Chopper1192":2ww4sspi said:
chris667":2ww4sspi said:
People on here talk about them being bad, and in many ways that's correct. But if they were really bad, you wouldn't still see hundreds of them trundling out the decades as a general rule.
that's cos they were so shocking few buyers could bring themselves
to rude then for long.
Sometimes typos are funny...
But seriously, there's a subtle yet curiously poignant aspect, that's normally missed or ignored by those determined to label everything below point X as BSO. Some of these older bikes like Mustangs, like Activators, were heavy, not really practical, almost a pastiche of true off-road bikes.

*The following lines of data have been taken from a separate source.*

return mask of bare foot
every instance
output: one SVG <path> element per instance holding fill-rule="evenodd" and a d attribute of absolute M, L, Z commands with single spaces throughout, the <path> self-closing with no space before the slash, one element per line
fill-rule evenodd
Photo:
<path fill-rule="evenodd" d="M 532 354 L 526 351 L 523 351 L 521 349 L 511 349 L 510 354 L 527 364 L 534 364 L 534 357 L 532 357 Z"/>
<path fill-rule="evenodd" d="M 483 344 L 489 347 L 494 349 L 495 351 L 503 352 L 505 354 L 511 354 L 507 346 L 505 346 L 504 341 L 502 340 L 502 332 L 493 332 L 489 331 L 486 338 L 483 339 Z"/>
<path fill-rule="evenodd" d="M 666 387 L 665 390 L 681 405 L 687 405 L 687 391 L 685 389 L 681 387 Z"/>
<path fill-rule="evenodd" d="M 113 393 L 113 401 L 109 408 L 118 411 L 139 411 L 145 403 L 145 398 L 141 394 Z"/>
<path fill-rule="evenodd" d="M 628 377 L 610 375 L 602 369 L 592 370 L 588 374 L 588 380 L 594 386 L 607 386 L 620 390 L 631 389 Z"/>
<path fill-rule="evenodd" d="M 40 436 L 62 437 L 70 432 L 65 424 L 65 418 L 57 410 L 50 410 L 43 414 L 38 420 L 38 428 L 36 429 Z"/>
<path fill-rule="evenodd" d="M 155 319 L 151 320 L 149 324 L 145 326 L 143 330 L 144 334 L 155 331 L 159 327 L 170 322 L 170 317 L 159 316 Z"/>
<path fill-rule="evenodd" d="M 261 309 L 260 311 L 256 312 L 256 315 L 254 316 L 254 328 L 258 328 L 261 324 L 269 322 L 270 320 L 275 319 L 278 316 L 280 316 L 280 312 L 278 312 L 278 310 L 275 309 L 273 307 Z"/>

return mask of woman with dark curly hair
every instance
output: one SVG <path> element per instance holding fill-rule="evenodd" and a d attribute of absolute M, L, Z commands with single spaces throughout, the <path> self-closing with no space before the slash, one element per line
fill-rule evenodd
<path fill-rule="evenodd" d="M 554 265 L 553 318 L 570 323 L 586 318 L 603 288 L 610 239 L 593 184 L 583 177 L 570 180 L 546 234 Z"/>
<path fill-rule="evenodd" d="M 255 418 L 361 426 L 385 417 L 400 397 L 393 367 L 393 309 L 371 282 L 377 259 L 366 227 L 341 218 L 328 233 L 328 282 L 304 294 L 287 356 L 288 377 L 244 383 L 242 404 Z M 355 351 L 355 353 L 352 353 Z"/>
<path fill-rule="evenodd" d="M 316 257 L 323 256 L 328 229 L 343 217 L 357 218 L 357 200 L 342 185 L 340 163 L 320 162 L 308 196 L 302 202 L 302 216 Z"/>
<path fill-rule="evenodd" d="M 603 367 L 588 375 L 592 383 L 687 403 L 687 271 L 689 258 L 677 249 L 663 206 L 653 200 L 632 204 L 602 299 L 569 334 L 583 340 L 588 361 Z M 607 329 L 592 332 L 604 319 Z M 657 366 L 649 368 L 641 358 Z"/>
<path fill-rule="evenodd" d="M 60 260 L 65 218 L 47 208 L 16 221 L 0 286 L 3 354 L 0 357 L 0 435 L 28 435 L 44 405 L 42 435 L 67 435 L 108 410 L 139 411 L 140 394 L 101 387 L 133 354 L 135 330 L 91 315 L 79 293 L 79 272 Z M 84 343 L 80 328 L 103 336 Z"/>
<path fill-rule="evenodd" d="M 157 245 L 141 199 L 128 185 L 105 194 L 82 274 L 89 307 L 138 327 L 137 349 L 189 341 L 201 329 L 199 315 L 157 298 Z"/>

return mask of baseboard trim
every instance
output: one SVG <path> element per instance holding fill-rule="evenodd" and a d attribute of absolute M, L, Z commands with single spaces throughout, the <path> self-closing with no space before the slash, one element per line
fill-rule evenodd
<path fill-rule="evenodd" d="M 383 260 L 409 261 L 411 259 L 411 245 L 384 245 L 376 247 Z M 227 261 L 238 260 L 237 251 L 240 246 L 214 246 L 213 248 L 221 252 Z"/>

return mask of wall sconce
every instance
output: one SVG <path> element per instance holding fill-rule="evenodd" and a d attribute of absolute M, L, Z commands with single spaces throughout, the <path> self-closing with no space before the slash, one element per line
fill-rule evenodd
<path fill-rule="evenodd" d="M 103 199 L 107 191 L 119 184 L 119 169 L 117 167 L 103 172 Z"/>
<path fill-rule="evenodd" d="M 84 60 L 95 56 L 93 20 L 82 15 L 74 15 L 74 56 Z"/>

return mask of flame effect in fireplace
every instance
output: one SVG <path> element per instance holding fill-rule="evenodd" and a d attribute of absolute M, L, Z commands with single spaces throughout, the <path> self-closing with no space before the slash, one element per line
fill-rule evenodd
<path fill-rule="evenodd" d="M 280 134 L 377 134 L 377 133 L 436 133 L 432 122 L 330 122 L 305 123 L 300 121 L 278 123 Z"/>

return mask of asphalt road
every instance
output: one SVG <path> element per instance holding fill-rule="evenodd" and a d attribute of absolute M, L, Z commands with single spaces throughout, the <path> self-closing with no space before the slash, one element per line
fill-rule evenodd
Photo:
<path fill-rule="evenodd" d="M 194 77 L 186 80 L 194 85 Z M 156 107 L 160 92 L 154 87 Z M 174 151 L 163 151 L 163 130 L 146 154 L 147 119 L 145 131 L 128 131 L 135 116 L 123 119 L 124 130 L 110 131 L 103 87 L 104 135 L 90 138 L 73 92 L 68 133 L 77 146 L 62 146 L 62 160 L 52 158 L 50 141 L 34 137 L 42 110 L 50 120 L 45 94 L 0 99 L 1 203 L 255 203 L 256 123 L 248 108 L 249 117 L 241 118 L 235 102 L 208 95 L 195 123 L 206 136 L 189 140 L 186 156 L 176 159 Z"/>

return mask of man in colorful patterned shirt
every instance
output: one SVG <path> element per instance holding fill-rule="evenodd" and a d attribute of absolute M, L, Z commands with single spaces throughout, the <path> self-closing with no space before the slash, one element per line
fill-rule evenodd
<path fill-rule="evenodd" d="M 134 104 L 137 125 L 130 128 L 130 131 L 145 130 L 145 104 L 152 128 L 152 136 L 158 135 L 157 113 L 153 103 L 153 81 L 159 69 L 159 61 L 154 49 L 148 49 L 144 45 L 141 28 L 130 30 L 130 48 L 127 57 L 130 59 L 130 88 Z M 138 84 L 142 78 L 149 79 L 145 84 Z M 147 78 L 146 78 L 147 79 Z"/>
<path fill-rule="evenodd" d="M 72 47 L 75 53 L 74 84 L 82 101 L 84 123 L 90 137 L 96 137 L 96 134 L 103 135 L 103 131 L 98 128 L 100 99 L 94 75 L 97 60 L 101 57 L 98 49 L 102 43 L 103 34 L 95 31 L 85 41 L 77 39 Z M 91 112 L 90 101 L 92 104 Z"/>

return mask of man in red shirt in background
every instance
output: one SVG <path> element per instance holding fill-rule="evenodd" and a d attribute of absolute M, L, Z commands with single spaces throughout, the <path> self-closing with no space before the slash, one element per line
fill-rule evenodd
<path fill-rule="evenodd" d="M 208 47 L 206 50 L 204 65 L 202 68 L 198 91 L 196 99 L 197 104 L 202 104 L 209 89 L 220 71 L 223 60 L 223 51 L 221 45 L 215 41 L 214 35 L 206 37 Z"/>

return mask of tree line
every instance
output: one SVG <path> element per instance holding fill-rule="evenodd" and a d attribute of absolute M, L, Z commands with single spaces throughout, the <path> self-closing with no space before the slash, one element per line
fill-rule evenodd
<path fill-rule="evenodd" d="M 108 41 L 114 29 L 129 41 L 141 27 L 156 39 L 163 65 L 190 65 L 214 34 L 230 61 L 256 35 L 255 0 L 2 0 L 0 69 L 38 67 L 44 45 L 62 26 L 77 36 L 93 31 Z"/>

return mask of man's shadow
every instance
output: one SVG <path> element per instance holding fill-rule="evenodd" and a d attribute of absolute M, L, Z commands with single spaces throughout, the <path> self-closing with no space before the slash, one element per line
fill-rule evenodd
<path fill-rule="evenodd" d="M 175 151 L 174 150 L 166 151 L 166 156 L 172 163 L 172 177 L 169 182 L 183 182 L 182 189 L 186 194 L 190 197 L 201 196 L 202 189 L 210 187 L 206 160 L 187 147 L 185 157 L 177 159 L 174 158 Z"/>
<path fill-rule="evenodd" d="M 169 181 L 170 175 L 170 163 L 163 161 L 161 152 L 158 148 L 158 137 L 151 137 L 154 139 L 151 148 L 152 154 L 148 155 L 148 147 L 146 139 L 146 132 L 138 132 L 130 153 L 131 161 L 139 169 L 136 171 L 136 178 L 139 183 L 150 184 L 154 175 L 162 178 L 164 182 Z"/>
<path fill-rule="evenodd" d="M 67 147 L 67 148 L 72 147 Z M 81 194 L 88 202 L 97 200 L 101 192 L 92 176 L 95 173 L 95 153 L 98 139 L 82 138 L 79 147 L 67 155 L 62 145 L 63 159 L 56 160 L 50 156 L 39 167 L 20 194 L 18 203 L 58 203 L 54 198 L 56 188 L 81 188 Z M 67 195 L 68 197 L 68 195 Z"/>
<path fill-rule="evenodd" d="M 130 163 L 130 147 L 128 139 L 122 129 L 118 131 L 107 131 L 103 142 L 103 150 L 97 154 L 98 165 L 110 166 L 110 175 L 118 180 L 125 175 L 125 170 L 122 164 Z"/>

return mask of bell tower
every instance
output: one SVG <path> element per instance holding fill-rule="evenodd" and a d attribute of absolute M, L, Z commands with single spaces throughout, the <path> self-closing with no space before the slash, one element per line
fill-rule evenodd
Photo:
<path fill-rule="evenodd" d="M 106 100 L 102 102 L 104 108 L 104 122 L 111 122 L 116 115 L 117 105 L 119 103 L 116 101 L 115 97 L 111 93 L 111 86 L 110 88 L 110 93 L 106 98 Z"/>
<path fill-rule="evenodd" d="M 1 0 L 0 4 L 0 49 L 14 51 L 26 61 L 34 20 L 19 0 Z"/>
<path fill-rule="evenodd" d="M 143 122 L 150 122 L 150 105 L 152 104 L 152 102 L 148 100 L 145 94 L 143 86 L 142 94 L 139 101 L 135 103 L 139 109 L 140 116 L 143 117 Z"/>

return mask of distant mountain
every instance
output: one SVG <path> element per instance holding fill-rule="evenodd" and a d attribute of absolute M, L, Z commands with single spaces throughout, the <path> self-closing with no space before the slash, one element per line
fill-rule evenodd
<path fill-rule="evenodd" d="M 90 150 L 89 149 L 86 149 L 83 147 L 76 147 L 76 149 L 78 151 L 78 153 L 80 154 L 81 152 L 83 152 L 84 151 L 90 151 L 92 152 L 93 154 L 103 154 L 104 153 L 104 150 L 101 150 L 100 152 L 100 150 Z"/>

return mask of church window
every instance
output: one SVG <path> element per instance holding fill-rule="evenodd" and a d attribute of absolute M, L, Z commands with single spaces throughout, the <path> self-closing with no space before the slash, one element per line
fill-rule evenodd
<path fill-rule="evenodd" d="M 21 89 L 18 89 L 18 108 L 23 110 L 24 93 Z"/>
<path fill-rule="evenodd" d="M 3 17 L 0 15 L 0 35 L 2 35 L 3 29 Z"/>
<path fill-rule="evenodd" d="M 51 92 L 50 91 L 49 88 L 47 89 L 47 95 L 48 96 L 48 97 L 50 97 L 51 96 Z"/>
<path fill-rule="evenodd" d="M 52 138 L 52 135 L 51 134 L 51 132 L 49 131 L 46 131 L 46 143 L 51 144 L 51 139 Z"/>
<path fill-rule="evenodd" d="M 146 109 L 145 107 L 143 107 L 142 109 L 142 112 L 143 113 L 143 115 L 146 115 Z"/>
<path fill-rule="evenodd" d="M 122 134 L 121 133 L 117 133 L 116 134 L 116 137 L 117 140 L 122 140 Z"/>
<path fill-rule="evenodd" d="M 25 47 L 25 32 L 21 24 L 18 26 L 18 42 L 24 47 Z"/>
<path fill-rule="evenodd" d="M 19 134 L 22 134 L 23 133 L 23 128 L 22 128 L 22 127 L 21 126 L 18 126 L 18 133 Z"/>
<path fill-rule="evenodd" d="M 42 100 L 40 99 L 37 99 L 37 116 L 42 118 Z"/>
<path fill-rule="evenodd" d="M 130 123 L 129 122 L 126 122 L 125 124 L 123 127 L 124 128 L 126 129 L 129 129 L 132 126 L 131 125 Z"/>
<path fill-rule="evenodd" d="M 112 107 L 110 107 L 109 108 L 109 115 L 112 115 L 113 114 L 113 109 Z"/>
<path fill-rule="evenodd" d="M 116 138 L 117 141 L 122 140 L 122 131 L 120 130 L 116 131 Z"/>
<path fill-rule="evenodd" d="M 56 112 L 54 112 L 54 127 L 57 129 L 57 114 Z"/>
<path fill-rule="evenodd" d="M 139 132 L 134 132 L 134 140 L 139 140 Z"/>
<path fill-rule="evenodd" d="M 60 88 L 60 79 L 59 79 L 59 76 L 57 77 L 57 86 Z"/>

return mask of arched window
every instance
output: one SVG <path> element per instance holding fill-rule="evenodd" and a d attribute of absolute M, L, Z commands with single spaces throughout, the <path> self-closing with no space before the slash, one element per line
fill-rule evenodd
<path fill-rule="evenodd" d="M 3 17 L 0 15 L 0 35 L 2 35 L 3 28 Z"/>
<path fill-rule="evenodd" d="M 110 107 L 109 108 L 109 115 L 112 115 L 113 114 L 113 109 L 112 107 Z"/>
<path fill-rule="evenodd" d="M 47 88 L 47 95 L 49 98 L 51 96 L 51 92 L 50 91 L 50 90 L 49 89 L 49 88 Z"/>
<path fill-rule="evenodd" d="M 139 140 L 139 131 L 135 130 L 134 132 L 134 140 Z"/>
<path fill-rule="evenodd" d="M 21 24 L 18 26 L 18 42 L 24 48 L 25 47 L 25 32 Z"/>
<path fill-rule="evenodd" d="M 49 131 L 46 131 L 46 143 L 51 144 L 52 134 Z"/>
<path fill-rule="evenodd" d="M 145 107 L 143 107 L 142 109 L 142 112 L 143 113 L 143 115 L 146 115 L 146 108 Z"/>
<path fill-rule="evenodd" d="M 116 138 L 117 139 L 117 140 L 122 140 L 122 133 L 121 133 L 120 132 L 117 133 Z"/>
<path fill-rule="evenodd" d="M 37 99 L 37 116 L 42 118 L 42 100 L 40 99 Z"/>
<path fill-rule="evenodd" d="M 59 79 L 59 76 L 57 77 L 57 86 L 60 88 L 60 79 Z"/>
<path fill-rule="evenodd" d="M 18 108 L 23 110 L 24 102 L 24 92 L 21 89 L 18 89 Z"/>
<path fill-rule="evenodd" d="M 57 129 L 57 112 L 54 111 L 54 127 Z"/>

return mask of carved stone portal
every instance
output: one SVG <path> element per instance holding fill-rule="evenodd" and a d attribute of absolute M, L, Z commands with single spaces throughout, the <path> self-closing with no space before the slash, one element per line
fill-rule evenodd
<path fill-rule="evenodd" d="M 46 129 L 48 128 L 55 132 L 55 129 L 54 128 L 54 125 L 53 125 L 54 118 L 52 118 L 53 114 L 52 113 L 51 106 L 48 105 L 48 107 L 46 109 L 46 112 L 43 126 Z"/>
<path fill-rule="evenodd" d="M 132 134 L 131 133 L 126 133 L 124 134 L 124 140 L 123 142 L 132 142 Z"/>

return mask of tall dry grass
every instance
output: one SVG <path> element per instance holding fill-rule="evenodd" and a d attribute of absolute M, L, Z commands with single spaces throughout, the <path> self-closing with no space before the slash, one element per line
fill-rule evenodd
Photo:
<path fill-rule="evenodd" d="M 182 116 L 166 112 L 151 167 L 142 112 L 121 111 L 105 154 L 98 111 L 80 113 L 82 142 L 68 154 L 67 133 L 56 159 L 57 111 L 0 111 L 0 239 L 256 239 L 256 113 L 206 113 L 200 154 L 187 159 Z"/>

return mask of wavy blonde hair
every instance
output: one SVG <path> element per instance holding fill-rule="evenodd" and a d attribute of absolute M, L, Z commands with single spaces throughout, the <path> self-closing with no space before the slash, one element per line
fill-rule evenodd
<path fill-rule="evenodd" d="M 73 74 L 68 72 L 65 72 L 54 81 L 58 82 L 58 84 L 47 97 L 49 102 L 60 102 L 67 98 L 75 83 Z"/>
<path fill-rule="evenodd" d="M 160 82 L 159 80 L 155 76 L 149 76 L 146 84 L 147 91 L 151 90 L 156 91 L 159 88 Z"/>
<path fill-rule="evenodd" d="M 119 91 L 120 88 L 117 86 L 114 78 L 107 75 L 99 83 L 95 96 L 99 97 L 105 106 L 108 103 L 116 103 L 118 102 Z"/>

Yet heavy, with quite poor components, they did tend to be at least robust. Far from being aspirational, perhaps not desirable, maybe worth no more than a grudging nod - but compared with some of the real, supermarket special BSOs, at least had something. When you've got £50 bikes that seem to play up as soon as you've wheeled them out of the huge warehouse that has been labelled as a shopping emporium, and the moment you dare even go near it with tools, things round-off, break, or will never align correctly, you have to grudgingly admit that whilst Raleigh were hardly making proper MTBs with these sort of bikes, and whilst perhaps heavy, awkward bikes, they did at least seem to work reasonably, without falling apart.